After approximately 25 sessions at Anstey’s Cove in the last 4 months, about 100 hours of climbing, resting or belaying, a variety of conditions from blazing sunshine to horizontal drizzle and one too many fumbled clips I redpointed Cider Soak 8a***
It’s been a regular fixture on my climbing week over the summer: turn up at Anstey’s, warm up on the traverse, put the clips in Cider Soak, work some moves, do some links or try a redpoint, fall off, eat dried apricots, try again... all in all a very enjoyable experience.
It doesn’t go down without a fight though: first redpoint attempt of the day and I clip the third clip with relative ease (the technical crux), don’t get too excited at the break (the psychological crux) and fight my way through the top sequence to the finishing jug (the physical crux). I pull up some slack to clip the final draw... and fumble the clip, my fingers start to peel off the jug and I grab the draw in desperation. Bugger.

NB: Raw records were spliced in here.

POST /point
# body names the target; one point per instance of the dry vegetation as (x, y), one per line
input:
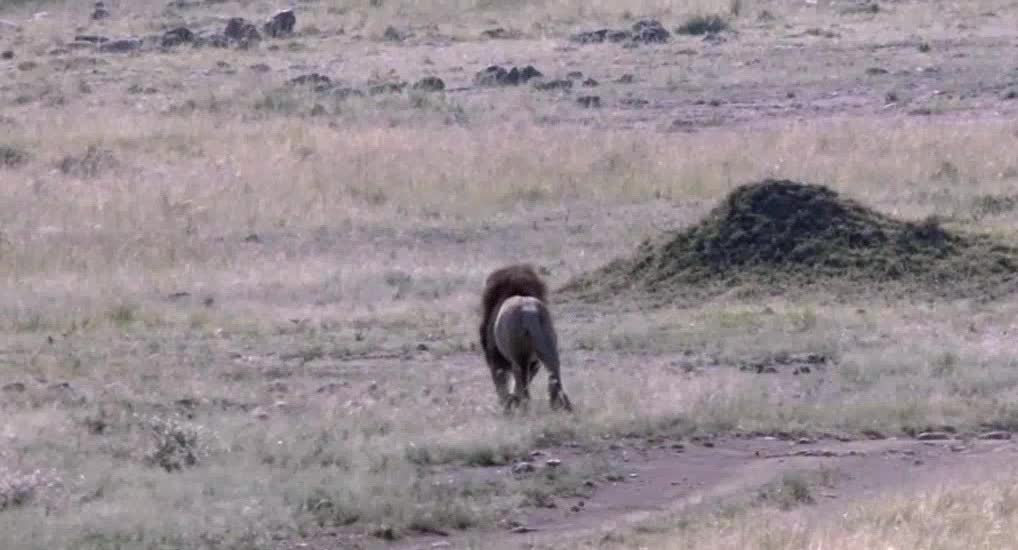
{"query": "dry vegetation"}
(235, 314)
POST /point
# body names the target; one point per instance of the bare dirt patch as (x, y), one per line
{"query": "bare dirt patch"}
(787, 234)
(657, 479)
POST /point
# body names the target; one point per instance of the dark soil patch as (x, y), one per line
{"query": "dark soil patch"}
(783, 234)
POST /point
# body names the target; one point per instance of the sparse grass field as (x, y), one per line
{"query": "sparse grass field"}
(240, 314)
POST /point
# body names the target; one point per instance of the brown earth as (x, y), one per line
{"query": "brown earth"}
(667, 478)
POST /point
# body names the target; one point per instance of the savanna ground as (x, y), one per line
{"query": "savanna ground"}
(237, 314)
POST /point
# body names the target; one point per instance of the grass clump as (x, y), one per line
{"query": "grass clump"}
(784, 234)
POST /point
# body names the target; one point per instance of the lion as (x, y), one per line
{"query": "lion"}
(517, 332)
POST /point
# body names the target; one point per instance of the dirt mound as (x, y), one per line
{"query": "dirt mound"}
(781, 233)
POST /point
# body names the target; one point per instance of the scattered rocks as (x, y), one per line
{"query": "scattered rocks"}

So close but yet so far.
Second go I don’t make it past the pocket, third go I smack my elbow into a bolt on the way up then fall off reaching for the break. I consider stripping the route and calling it a day... one more go.
This time I’m at the finishing jug before I know it and I clip the draw like a model climber on Gresham’s Masterclass DVDs. It’s the perfect end to a fantastic summer’s climbing in the South West with a great bunch of friends.